To benchmark how each implementation performed I incrementally generated 1000 random graphs with between 10 and 100 vertices. Each vertex had 0.08 probability that it is connected to another vertex. The plot below shows the average time taken by each implementation to generate a each graph (50 repeats).

The update only implementation performs much better than the full defensive copy. Admittedly an extreme case but it demonstrates if we were to open up the implementation to allow mutable input (as we did in the constructor) the cost of doing those copies can be very expensive.

We can extrapolate out the timings and determine roughly how long it would take each implementation to construct 50,000 graphs. If we plot on a continuous scale we really only see a noticeable a difference between the mutable and update after |E| = 100. At an |E| of 200 the defensive copy now takes upwards of 80 seconds whilst the other two both fall below 2.5 seconds.

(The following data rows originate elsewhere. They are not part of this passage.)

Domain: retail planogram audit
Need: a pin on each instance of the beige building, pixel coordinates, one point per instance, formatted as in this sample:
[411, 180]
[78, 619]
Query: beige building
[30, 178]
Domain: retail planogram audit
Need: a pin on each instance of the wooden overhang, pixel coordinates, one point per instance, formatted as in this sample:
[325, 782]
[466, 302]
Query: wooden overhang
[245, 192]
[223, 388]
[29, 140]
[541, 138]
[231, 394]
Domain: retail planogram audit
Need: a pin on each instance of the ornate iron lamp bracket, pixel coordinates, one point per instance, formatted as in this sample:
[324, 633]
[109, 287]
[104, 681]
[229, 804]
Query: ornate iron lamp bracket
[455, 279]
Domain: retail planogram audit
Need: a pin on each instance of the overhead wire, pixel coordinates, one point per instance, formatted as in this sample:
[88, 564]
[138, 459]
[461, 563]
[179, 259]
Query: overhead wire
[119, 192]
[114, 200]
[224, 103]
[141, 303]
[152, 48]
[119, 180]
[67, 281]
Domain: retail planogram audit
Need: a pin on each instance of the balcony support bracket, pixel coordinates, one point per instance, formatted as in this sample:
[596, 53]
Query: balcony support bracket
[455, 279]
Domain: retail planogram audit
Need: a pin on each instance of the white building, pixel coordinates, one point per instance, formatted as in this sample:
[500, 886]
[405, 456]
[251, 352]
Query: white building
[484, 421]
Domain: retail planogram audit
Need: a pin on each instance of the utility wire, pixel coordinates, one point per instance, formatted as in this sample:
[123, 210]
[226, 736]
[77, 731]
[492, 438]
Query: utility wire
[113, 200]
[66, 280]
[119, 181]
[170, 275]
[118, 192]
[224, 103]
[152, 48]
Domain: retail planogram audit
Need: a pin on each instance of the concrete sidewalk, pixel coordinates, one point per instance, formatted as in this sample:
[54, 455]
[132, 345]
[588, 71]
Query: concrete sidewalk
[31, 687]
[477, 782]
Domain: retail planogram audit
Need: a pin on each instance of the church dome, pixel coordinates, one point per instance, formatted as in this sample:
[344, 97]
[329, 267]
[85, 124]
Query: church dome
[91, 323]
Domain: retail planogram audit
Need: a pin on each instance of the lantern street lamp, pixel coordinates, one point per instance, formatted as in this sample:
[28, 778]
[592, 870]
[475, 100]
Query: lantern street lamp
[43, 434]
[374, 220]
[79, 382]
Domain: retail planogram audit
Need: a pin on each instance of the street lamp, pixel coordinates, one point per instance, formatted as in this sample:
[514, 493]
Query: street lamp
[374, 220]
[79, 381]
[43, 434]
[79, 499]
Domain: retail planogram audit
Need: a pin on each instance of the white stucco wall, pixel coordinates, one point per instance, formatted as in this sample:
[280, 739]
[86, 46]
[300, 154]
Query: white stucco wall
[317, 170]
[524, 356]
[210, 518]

Although we see closer performance with the update only implementation as the requirements grow we still see divergence. Now, I deliberately started with a poor implementation (DefensiveCopy) just see what we could do wrong. What you really want to do to tune the performance is to combined the update only with a builder. Similar to how the Java library provides a StringBuilder for assembly a large number immutable strings we can define a GraphBuilder for building the immutable graphs. This allows to have a buffer before we fix the state of our graph and in some cases can actually offer a small performance improvement do to fewer resize operations.

Fully Immutable

Finally, it should be noted that the Google Guava library provides truly immutable collections (opposed to the read only wrappers) however there doesn't seem to be one which provides update operations, that is, create a new immutable list with a single item changed. In theory you could get very fast immutability if you only update the part that was actually changing. That is not simple.

Links

[1] - The value of values. http://www.infoq.com/presentations/Value-Values
[2] - Scala Graph https://www.assembla.com/spaces/scala-graph/wiki
[3] - Wikipedia Graph ADT Article - http://en.wikipedia.org/wiki/Graph_(abstract_data_type)
[4] - Guava Immutable Collections - http://code.google.com/p/guava-libraries/wiki/ImmutableCollectionsExplained

Appendix

Scala does provide an immutable Vector offering constant time update operations. Here is what our implementation would look like.


Code 8 - Immutable graph in Scala
class AdjacencyList(vs: Vector[List[Int]]) extends Graph {
 
  def adjacent(u: Int, v: Int) = vs(u).contains(v)
 
  def neighbors(v: Int) = vs(v)
 
  def add(u: Int, v: Int) = {    
    // ensure capacity
    val n  = 1 + (u max v) - size()
    val vs = this.vs ++ Vector.fill(n)(List[Int]())
    
    // update u, v neighbor lists
    new AdjacencyList(vs.updated(u, v :: vs(u))
                        .updated(v, u :: vs(v)))
  }
 
}